It is very seductive to conclude that just because the new machine learning (neural networks known as deep learning) is essentially inspired by how we think the brain is architected, it is more likely to produce human-like intelligence (AGI). But that is just as wrong as saying that just because airplanes have been initially inspired by how birds fly, we will soon have the capacity to fly like the birds. Airplane flight looks like bird flight (wings) and relies on the same fundamental physics. But it is achieved completely differently from bird flight and it does not only not make us able to fly like birds. It also contains no pathway to that ability. I suspect that neural networks are the same.

What kind of machine learning is organizational learning most like?

Given all that, it is not difficult to see that organizational learning is not similar to all three types of machine learning. It is mostly like reinforement learning (although business schools teach it in a supervised learning mode). And we can also envision that reinforcement learning algorithms with the assistance of unsupervised learning pattern recognition would be where the most fruitful approaches to achieve AI-managed organizations. Evolutionary algorithms could even simulate the market and achieve efficiencies without the inconvenience of actual market failure. However, it is equally possible that we will soon run against the limits of the sort of data we can provide these algorithms as inputs. It is far too easy to underestimate the importance of information architecture and data analysis.

So can we think about an organization learning as a type of reinforcement learning? We certainly can but with important caveats. The useful parallel is the complexity of the learning that arises out of massive amounts of connections with constantly changing weights. Which means that the system has learned to respond in useful ways to variations in inputs and produce usable outputs. But we should remember that the learning is a bit of a black box and we cannot simply extract the knowledge as a series of if-then rules which business case studies so often try to do.

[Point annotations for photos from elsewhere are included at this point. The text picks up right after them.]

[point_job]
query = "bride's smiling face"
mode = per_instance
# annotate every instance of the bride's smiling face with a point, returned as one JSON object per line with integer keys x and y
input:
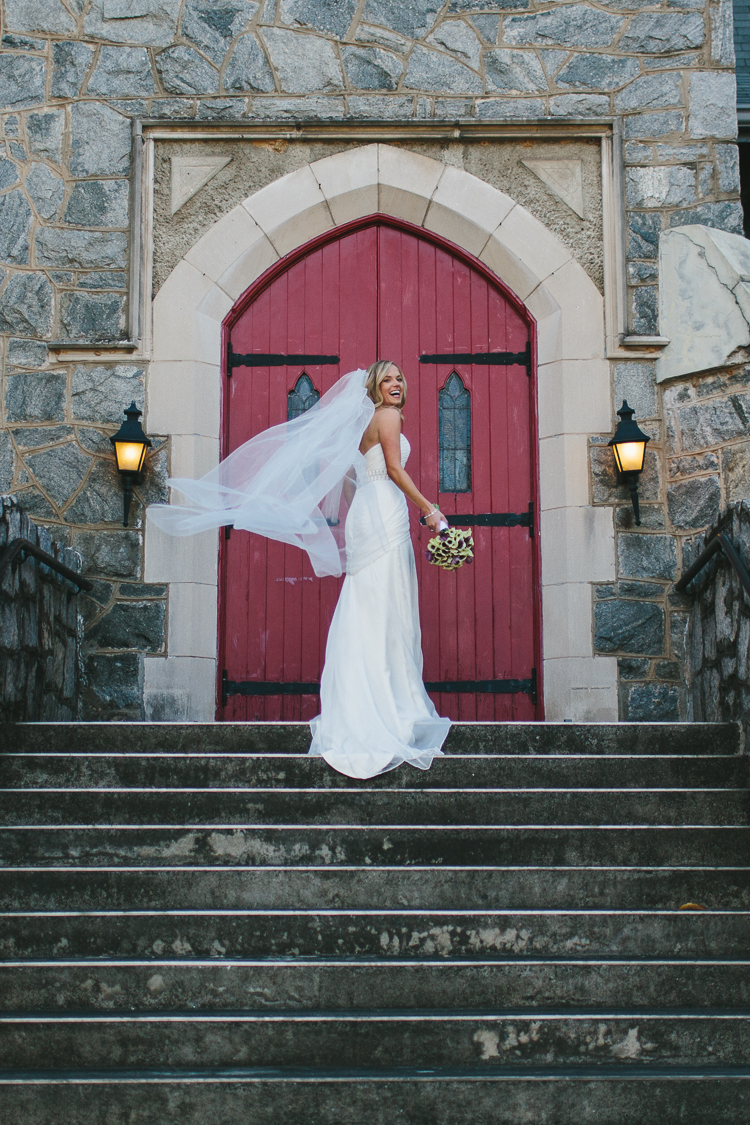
{"x": 391, "y": 388}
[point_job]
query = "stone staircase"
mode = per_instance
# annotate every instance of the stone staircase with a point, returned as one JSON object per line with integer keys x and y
{"x": 202, "y": 926}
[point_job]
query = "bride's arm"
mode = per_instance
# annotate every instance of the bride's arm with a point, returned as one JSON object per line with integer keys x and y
{"x": 389, "y": 433}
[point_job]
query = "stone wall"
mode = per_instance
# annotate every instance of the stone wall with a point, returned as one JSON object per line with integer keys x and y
{"x": 697, "y": 464}
{"x": 719, "y": 636}
{"x": 57, "y": 459}
{"x": 74, "y": 77}
{"x": 41, "y": 629}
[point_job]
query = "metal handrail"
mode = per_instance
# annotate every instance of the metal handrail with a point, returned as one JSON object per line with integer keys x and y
{"x": 26, "y": 548}
{"x": 717, "y": 542}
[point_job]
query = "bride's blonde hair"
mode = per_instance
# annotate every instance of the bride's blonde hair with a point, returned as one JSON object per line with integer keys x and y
{"x": 376, "y": 374}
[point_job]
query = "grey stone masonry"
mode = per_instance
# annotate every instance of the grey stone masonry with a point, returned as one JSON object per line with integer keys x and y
{"x": 719, "y": 632}
{"x": 697, "y": 465}
{"x": 56, "y": 457}
{"x": 41, "y": 628}
{"x": 73, "y": 75}
{"x": 71, "y": 79}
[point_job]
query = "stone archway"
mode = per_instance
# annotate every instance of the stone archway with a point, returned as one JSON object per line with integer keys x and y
{"x": 183, "y": 397}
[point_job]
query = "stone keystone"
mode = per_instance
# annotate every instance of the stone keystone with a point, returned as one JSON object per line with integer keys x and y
{"x": 190, "y": 174}
{"x": 562, "y": 177}
{"x": 704, "y": 303}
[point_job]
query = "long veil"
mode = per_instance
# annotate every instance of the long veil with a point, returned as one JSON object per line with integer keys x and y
{"x": 292, "y": 483}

However, the actual topology of the network is infinitely more complex with too many nodes and connections to identify. But even more importantly, the nodes in an organizational networks are very complex agents rather than just passive probability repositories. This means that organizations are much more able to adapt to change. The famous AlphaGo system would have been stumped if it was asked to play go on a board of 20x20 instead of 19x19. A human player would adapt easily.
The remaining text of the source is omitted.